Datatype of `date` is incorrect. It should be datetime. We will correct it in a later stage.

### Null Values

In [None]:
print(f"Train Null Value Count: {train.isnull().sum()}")
print(f"Test Null Value Count: {test.isnull().sum()}")

Thus, Training Data does not have any null values.

### Target Distribution

Let us check the distribution of the TARGET i.e., Temperature.

In [None]:
#Temperature Distribution
train[TARGET].plot(kind = 'density', title = 'Temperature Distribution', fontsize=14, figsize=(10, 6))

In [None]:
#Log Temperature Distribution
_ = pd.Series(np.log1p(train[TARGET])).plot(kind = 'density', title = 'Log Temperature Distribution', fontsize=14, figsize=(10, 6))

In [None]:
#Temperature Boxplot
train[TARGET].plot(kind = 'box', vert=False, figsize=(12, 4), title = 'Temperature Boxplot', fontsize=14)

In [None]:
#Log Temperature BoxPlot
pd.Series(np.log1p(train[TARGET])).plot(kind = 'box', vert=False, figsize=(12, 4), title = 'Log Temperature Boxplot', fontsize=14)

## Date Feature

Now we shall create some features using the `date` column.

In [None]:
#Convert `date` column datatype to `datetime`
df['date'] = pd.to_datetime(df['date'])

df.dtypes

In [None]:
print(f"Train Null Value Count: {train.isnull().sum()}")
print(f"Test Null Value Count: {test.isnull().sum()}")

In [None]:
#Make basic datetime features
# df['day_of_week'] = df['date'].dt.dayofweek
df['year'] = df['date'].dt.year
df['month'] = df['date'].dt.month
df['week'] = df['date'].dt.isocalendar().week  

#Get Train and Test sets from df
train, test, features = split_df_and_get_features(df, train.shape[0])

#Define the features
features = [c for c in df.columns if c not in [feature, TARGET]]
features = features[1:]
features

There are many more functions in `datetime` library which you can try out for yourself.

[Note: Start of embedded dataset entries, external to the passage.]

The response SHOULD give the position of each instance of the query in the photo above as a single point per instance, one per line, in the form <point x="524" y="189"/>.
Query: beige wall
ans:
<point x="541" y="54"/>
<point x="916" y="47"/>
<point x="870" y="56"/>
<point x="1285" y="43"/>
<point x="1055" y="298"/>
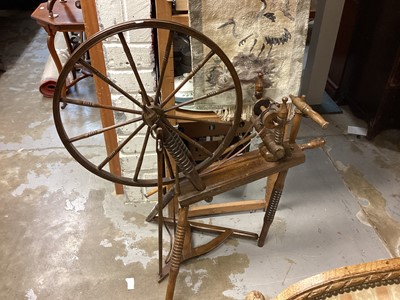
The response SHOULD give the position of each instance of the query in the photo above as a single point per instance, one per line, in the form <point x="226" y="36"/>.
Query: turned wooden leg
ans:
<point x="176" y="258"/>
<point x="272" y="206"/>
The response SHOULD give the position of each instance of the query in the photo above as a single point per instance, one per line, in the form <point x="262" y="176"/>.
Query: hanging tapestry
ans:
<point x="257" y="36"/>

Check the [documentation](https://docs.python.org/3/library/datetime.html) for more such functions.

In [None]:
df.head()

In [None]:
train.fillna(np.mean(train['temp']), inplace=True)

## Model

In [None]:
#Declare Features and Target from Training Dataset
X = train[features]
y = train[TARGET]

#Split Training and Validation Datasets
X_train, X_val, y_train, y_val = train_test_split(X, y, test_size=0.3, random_state = 42)

In [None]:
X.shape, y.shape

We begin with a simple Linear Regression baseline model and then move ahead with more complex algorithms.

### Linear Regression

Linear regression is a linear model, e.g. a model that assumes a linear relationship between the input variables (x) and the single output variable (y). More specifically, that y can be calculated from a linear combination of the input variables (x).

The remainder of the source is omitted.